The Attacker's Reconnaissance Process
Professional attackers do not attack blindly. They first map the attack surface systematically.
Attacker Reconnaissance Steps: Step 1: Discover Endpoints - Look for Swagger UI at /swagger, /api-docs, /openapi.json - Browse the JavaScript source code of the web app - Use tools like gobuster to brute-force common endpoint names - Check the Wayback Machine for old API documentation Step 2: Understand the Data Model - Call GET endpoints and study the response structure - Note all object IDs, user IDs, resource identifiers - Identify which fields are present in responses Step 3: Test Authentication - Try calling endpoints without any token → is 401 returned? - Try with an expired token - Try with a token from Account A to access Account B's data Step 4: Fuzz Parameters - Change numeric IDs up and down - Submit special characters in text fields - Submit unexpectedly large values - Add extra fields to request bodies Step 5: Map Business Workflows - Complete full user journeys (registration, purchase, withdrawal) - Look for steps that can be skipped or repeated - Look for workflows where client-side values (price, quantity) go to the server
How Defenders Map and Reduce the Attack Surface
Reducing the attack surface means removing unnecessary exposure. Every endpoint that does not need to exist publicly should not be public. Every field that does not need to be returned should not be returned.
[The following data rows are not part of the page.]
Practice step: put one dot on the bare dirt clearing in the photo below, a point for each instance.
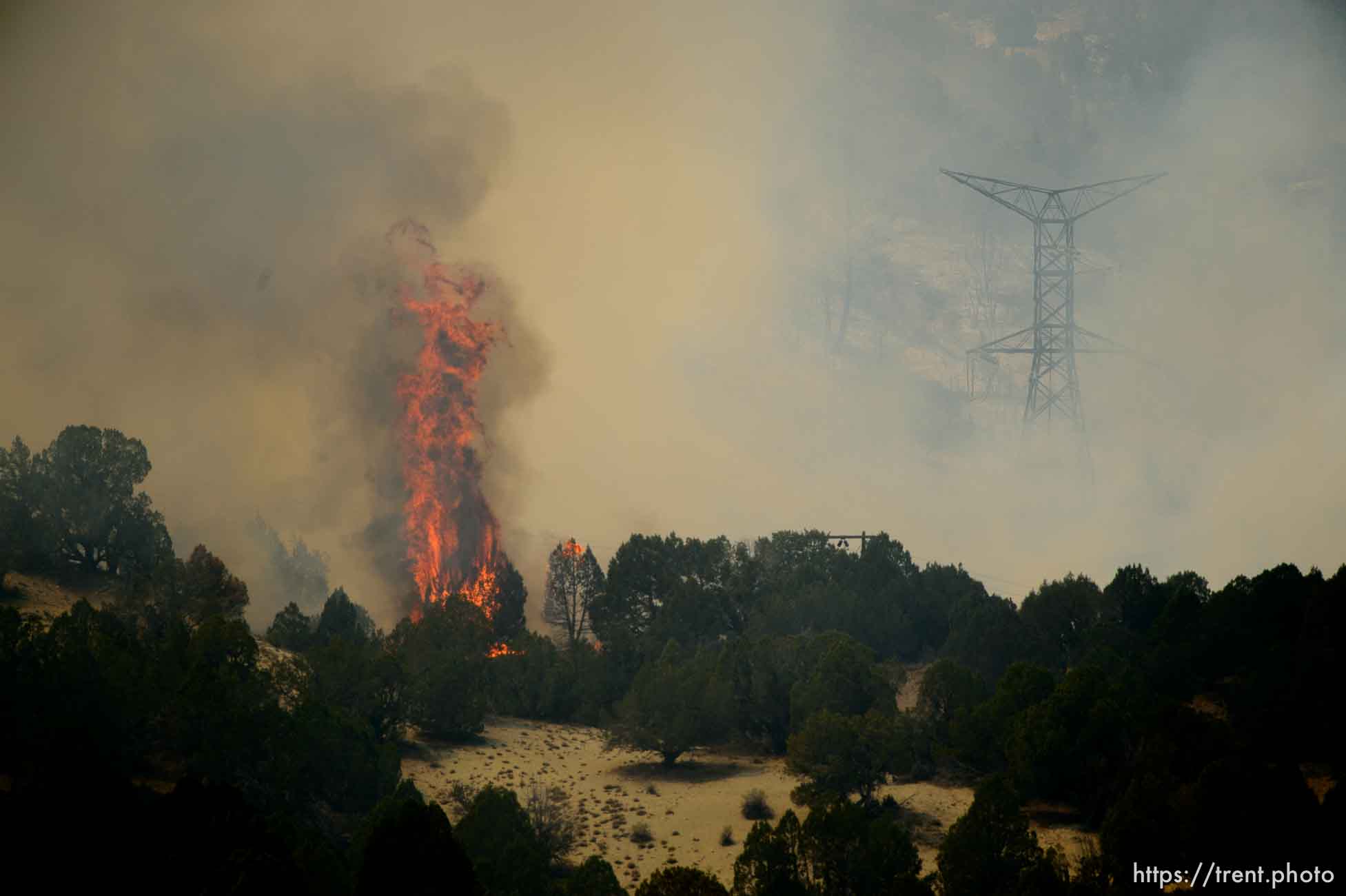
(686, 806)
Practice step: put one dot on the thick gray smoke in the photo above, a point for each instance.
(673, 206)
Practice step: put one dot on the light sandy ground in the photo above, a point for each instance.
(695, 801)
(43, 596)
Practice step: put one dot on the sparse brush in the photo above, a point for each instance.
(755, 806)
(553, 819)
(462, 795)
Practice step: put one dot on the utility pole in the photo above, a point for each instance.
(844, 541)
(1054, 338)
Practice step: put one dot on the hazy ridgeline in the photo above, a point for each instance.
(673, 209)
(737, 298)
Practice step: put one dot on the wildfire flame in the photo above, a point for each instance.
(453, 537)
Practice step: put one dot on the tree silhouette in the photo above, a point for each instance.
(89, 501)
(573, 580)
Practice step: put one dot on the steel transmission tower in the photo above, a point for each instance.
(1054, 336)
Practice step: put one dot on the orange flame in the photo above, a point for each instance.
(451, 534)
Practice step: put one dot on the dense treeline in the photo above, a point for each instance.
(1169, 715)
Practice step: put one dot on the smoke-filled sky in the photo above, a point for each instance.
(664, 199)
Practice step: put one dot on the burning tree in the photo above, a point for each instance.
(573, 582)
(453, 537)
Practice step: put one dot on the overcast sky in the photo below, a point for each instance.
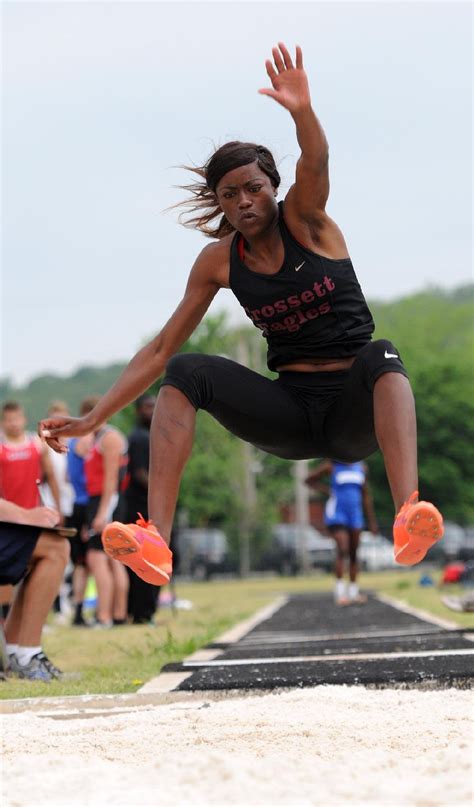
(102, 100)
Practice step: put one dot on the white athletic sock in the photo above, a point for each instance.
(340, 591)
(353, 591)
(25, 654)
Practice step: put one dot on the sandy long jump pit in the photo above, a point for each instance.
(317, 746)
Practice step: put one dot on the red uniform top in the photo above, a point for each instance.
(94, 465)
(20, 467)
Every HTTP method that a resource does not support should return 405 Method Not Allowed.
Attack Surface Reduction Checklist: [ ] Maintain an inventory of ALL API endpoints (including old versions) [ ] Disable or remove endpoints that are no longer in active use [ ] Restrict HTTP methods per endpoint (if only GET is needed, reject POST) [ ] Return only the minimum fields needed in each response [ ] Disable debug endpoints and developer tools in production [ ] Remove or restrict API documentation access in production [ ] Implement authentication on every non-public endpoint [ ] Validate and sanitize all input before processing
Key Points
- An attack surface is every point where an attacker can interact with an API — endpoints, parameters, headers, and connected systems.
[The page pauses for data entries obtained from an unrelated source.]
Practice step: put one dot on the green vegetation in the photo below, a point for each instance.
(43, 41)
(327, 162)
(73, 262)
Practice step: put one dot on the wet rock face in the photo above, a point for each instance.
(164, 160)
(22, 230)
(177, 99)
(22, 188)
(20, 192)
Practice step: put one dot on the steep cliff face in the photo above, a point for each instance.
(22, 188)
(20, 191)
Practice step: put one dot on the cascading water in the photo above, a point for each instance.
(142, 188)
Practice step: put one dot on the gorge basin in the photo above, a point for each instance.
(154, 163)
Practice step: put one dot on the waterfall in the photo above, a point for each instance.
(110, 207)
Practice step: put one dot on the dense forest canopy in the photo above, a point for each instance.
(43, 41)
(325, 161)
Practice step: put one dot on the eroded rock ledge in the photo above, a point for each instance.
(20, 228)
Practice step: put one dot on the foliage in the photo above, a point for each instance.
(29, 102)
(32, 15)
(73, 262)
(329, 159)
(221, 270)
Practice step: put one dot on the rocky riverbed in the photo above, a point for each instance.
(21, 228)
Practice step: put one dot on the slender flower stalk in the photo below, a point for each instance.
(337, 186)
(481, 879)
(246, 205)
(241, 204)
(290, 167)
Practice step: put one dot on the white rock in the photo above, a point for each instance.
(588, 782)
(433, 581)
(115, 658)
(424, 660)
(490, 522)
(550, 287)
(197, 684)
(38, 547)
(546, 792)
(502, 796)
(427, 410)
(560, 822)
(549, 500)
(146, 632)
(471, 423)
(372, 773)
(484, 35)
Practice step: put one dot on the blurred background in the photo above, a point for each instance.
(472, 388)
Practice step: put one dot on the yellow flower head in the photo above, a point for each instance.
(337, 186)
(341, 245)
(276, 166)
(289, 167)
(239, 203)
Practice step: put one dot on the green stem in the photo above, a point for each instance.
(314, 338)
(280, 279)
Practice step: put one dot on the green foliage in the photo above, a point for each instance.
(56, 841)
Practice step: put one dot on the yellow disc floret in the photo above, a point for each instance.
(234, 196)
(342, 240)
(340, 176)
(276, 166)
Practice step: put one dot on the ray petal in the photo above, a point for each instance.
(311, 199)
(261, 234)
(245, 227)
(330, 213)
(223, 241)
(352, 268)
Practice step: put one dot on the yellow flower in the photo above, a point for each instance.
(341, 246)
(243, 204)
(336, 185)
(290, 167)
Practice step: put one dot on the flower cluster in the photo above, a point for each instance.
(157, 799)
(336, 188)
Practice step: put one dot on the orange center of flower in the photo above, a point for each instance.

- Broken authentication lets attackers impersonate users. BOLA lets authenticated attackers access other users' data by changing resource IDs.
- Injection attacks (SQL, command) happen when API input is not sanitised before being used in queries or system commands.
- Sensitive data exposure occurs when APIs return full database objects instead of only the fields the client needs.
- SSRF lets attackers reach internal systems by tricking the API server into fetching attacker-controlled URLs.
- Business logic flaws exploit gaps in intended functionality, not implementation bugs — they require specific business knowledge to design and test for.